Tuesday, May 03, 2011

Resting In Peace?

Near our office in Shockoe Bottom is the "First Jewish Cemetery in Virginia," also known as the Franklin Street Burial Grounds. I had grown accustomed to seeing the somewhat enigmatic concrete walled enclosure, surrounded by an empty lot used for parking. Suddenly, the cemetery became surrounded on three sides by a five story apartment building, completely changing the presence of the place.


Granted, the cemetery has a decidedly neglected air and apparently has suffered from that condition for many years, interrupted by sporadic consecration and re-consecration ceremonies. This led me to consider how the living and the dead may coexist within urban environments, the former being dynamic forces for change and the latter being, well, static. I confess that my first reaction to the cemetery's engulfment was to recoil from what I perceived to be a lack of respect for sacred ground. However, after reflection, the mere close coexistence of housing for the living and dead may, in fact, be an expected condition for an urban environment. Perhaps there is even value to have the legacy of memory at close hand.


I was reminded of the cemeteries of Hong Kong, where the price of real estate is among the highest in the world. These places of burial and remembrance match the urban intensity of their neighboring structures for the living. The grave sites are frequently built with permanent facilities for picnics - tables and benches - where family members may share a meal of ritual memory.

It is probably fair to say that in today's American culture, the rituals of remembrance are largely fleeting and singular in nature. My personal experience with funerals has been marked by the singular ceremony, followed by the internment of the body in a pastoral setting, never to be visited again - a ceremony for forgetting.

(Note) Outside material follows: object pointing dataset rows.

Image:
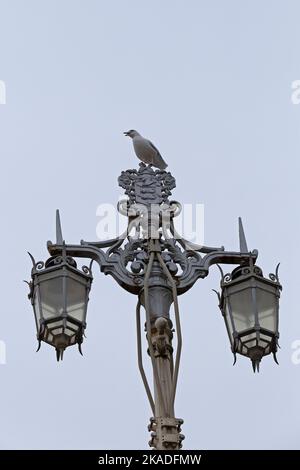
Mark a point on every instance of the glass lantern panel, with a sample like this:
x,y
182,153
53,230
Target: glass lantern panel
x,y
249,340
52,297
69,332
76,299
243,311
267,309
37,308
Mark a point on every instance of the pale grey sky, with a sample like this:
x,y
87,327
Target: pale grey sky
x,y
210,83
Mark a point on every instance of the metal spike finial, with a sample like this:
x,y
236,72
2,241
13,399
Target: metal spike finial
x,y
243,243
59,237
255,365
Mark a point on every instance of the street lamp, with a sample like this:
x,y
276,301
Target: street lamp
x,y
59,293
250,306
155,263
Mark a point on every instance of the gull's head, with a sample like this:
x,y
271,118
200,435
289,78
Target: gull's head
x,y
132,133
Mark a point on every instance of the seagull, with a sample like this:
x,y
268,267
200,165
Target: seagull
x,y
145,150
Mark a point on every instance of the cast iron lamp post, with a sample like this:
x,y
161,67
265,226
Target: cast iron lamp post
x,y
152,261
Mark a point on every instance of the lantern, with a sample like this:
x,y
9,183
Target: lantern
x,y
249,303
59,293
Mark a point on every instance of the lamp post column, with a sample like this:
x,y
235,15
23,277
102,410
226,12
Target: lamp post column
x,y
157,298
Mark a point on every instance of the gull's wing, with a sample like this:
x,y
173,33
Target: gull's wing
x,y
154,148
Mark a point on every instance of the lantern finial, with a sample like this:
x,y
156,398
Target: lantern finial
x,y
59,237
243,243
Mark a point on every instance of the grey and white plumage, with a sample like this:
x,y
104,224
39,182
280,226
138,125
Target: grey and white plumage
x,y
145,150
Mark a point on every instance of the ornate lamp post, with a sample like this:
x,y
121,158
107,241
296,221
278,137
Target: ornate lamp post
x,y
145,261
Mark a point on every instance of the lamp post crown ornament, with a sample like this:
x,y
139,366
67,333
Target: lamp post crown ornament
x,y
154,262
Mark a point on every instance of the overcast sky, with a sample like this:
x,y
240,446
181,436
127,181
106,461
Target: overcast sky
x,y
210,83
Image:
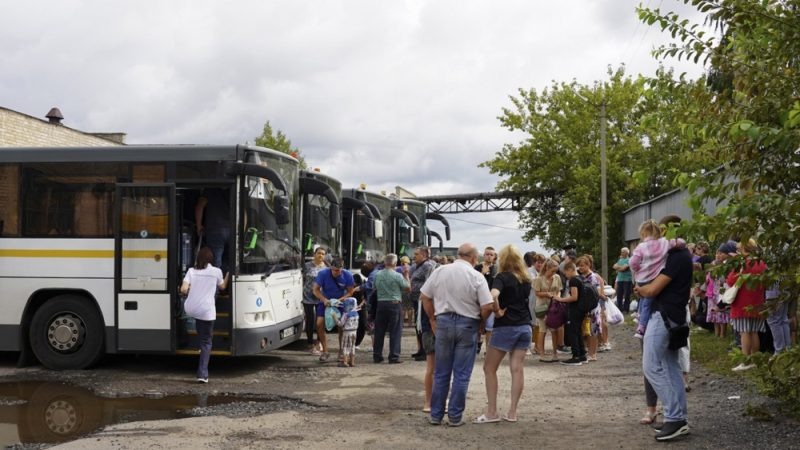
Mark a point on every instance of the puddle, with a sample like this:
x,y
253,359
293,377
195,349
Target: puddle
x,y
49,413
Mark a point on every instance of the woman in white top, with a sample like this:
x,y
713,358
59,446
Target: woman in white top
x,y
201,283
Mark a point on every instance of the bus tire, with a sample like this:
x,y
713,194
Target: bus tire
x,y
67,333
57,413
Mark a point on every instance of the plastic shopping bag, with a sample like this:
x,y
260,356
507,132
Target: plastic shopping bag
x,y
613,314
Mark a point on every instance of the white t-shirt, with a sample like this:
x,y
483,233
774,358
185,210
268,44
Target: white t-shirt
x,y
202,288
457,288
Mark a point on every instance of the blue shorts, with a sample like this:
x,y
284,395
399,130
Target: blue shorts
x,y
508,339
489,325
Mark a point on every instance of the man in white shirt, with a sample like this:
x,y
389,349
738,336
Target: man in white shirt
x,y
456,299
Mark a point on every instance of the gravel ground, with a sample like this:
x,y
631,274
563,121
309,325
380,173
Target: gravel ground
x,y
288,399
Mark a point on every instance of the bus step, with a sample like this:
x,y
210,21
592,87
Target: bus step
x,y
218,342
216,333
195,351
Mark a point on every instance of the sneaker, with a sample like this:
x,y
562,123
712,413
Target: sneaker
x,y
671,430
572,362
742,367
457,423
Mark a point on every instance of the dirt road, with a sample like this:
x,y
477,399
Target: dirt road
x,y
319,405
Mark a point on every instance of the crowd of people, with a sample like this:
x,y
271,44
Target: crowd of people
x,y
505,304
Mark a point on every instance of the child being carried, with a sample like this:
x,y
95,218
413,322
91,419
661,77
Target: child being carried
x,y
647,261
349,325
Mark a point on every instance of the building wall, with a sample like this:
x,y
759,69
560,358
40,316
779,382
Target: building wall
x,y
21,130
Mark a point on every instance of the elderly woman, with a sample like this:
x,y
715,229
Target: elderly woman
x,y
623,284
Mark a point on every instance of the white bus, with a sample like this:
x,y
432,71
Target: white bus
x,y
94,243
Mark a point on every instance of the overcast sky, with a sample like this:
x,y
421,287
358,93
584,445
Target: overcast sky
x,y
385,93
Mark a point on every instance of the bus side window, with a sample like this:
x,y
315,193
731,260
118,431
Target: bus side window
x,y
9,200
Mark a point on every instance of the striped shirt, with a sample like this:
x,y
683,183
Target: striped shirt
x,y
649,258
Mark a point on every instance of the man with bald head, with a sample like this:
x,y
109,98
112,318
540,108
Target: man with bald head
x,y
456,299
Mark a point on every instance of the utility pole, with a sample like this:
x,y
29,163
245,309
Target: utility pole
x,y
603,196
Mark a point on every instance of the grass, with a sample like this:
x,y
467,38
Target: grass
x,y
712,352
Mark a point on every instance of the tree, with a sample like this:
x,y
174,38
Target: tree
x,y
278,141
557,164
748,119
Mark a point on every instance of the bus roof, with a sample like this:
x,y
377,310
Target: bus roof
x,y
134,153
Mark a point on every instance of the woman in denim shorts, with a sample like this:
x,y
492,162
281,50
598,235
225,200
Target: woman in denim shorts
x,y
511,334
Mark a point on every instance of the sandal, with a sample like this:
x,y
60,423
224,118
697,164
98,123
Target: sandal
x,y
648,418
485,419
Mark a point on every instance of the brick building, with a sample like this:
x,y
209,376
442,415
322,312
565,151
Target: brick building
x,y
21,130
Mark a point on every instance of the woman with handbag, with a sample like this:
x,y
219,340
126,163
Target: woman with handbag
x,y
512,332
718,312
546,286
746,308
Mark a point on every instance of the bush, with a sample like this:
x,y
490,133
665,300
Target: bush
x,y
779,377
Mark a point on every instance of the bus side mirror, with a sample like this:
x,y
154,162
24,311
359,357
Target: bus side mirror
x,y
334,215
282,210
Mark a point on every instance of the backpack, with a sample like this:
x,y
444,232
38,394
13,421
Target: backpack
x,y
588,297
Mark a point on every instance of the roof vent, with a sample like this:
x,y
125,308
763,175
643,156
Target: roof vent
x,y
55,116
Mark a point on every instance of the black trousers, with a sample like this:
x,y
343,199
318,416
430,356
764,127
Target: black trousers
x,y
573,332
310,317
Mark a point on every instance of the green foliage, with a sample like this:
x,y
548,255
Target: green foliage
x,y
779,377
712,352
749,114
746,116
278,141
557,164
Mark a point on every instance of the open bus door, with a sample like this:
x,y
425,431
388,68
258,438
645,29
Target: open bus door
x,y
145,250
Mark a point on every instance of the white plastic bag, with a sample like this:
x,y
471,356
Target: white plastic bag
x,y
613,314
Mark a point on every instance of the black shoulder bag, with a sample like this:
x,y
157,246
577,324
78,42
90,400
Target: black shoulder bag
x,y
678,334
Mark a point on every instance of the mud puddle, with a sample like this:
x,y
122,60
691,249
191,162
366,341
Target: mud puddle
x,y
49,413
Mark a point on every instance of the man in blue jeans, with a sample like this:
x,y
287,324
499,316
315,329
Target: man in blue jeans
x,y
456,299
670,289
389,311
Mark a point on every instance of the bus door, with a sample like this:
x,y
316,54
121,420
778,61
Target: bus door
x,y
145,267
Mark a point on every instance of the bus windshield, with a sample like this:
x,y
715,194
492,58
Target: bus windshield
x,y
374,245
319,231
270,225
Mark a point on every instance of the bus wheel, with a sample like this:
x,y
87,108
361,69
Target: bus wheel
x,y
58,413
67,333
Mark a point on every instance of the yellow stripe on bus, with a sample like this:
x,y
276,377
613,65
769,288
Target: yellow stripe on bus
x,y
47,253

Is this how it should be? Perhaps ready access to real places of memory, inhabited by the concrete reminders of our personal past, is a healthy part of living. Perhaps I should spend more time in cemeteries and, where it is possible, visit the markers of my own family's history.

So, I find myself growing philosophical about the cohabitation of the living and the dead at the Franklin Street Burial Ground. Perhaps there is value in having one's bedroom window look upon a piece of enigmatic history.

P.s. Somewhere in this train of thought is a city from Italo Calvino.